Technology Assisted Review (TAR), which is also known as predictive coding, is a form of AI that can quickly review and code documents based on what the software learns from previously coded documents. While it could theoretically be used in any instance where coding of documents is necessary, such as for determining whether certain documents are privileged, TAR is typically used to determine the relevance or responsiveness of those documents. As most lawyers who have ever reviewed documents know, it is this process of finding needles (relevant or responsive documents) in the haystack (the entire set ofproduced documents) that is most time and resource intensive for lawyers, especially those at small law firms.
And that’s where TAR can level the discovery playing field. It can do the work of human document reviewers in a fraction of the time, with outstanding accuracy. In other words, TAR functions as a superhuman document reviewer and coder. Here is how TAR works:
First, lawyers identify a representative cross-section of documents from the universe of documents that is to be reviewed. This subset of documents is often referred to as the “seed set.” The larger the seed set, the more accurate TAR will be with its coding. From there, lawyers review the seed set electronically and code each document accordingly. Next, they input those coded documents into the predictive coding software. The software analyzes the seed set and creates an algorithm specifically for the purpose of that particular aspect of the document review, such as relevance. The results of the algorithm are applied to additional sample documents. Reviewers can help the algorithm “learn” and thus perform better by reviewing these additional documents, inputting the results into the software, applying the updated algorithm to another sample set and continuing the process until the documents are coded appropriately.
Once the algorithm has had this initial “training” and reviewers are satisfied with the software’s performance, the algorithm can be applied to the entire set of remaining documents—whether those number in the thousands or millions. At this point, TAR assumes its superhuman document reviewer role and can do in minutes what an army of document reviewers would need days to accomplish.
With TAR, there are two methods of learning: active and passive. Passive learning is the method described above, which relies on the use of seed sets culled by reviewers to train a software’s algorithm. Active learning, on the other hand, is when the software’s algorithm itself chooses additional sample documents based on what it believes are relevant, responsive, etc., which are then manually coded by a reviewer. When active learning is used, the importance of seed sets decreases because the software’s algorithm is always in a state of learning.
With the advent of any new legal technology, there is often hesitation on the part of lawyers to dive in without state ethics regulators or courts first giving their blessing to the new development. When it comes to TAR, courts have looked favorably on the technology going back to early 2012 when then-Magistrate Judge Andrew Peck issued his decision in Da Silva Moore v. Publicis Groupe & MSL Group, 287 F.R.D. 182 (S.D.N.Y. 2012). Judge Peck’s Da Silva Moore decision marked the first time that a judge had accepted the use of TAR.
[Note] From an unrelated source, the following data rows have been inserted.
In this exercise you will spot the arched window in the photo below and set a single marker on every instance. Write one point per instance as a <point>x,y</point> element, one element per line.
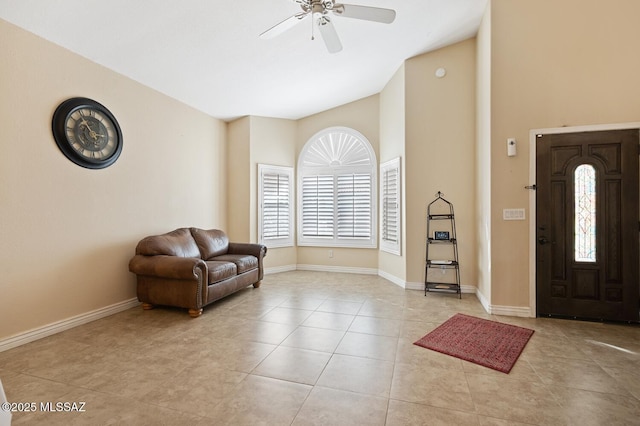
<point>336,190</point>
<point>584,180</point>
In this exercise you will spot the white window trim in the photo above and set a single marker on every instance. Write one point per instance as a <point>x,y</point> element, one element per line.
<point>281,171</point>
<point>388,245</point>
<point>336,170</point>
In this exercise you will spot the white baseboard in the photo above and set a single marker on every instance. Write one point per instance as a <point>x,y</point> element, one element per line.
<point>66,324</point>
<point>343,269</point>
<point>397,281</point>
<point>511,311</point>
<point>279,269</point>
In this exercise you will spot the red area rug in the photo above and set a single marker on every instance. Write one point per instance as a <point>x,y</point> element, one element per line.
<point>483,342</point>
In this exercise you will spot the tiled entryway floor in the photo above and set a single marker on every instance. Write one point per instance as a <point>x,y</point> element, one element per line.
<point>315,348</point>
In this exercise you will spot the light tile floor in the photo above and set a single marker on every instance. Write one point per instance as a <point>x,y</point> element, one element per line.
<point>314,348</point>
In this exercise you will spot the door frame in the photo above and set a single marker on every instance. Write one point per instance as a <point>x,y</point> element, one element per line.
<point>533,136</point>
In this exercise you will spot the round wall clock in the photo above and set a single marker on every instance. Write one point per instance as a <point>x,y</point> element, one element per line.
<point>87,133</point>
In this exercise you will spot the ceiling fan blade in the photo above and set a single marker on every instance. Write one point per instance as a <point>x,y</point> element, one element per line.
<point>376,14</point>
<point>329,35</point>
<point>283,26</point>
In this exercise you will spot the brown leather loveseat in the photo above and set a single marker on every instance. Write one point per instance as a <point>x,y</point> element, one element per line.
<point>191,267</point>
The use of AI in discovery—in this instance, TAR—has game-changing implications for small law firms. No longer must small firms be concerned about how to handle an enormous upcoming document review or the impact it would have on their overall practice management. This means small firms no longer need to worry about finding a team of contract attorneys (or the resources to pay for such a team) to tackle a review. And, small law firms need not be worried about being “outgunned” by larger opposing counsel who have teams of associates to assemble and produce large volumes of documents.
With TAR, small law firms can be on equal footing with their larger adversaries during the discovery phase and can be better advocates for their clients because of it.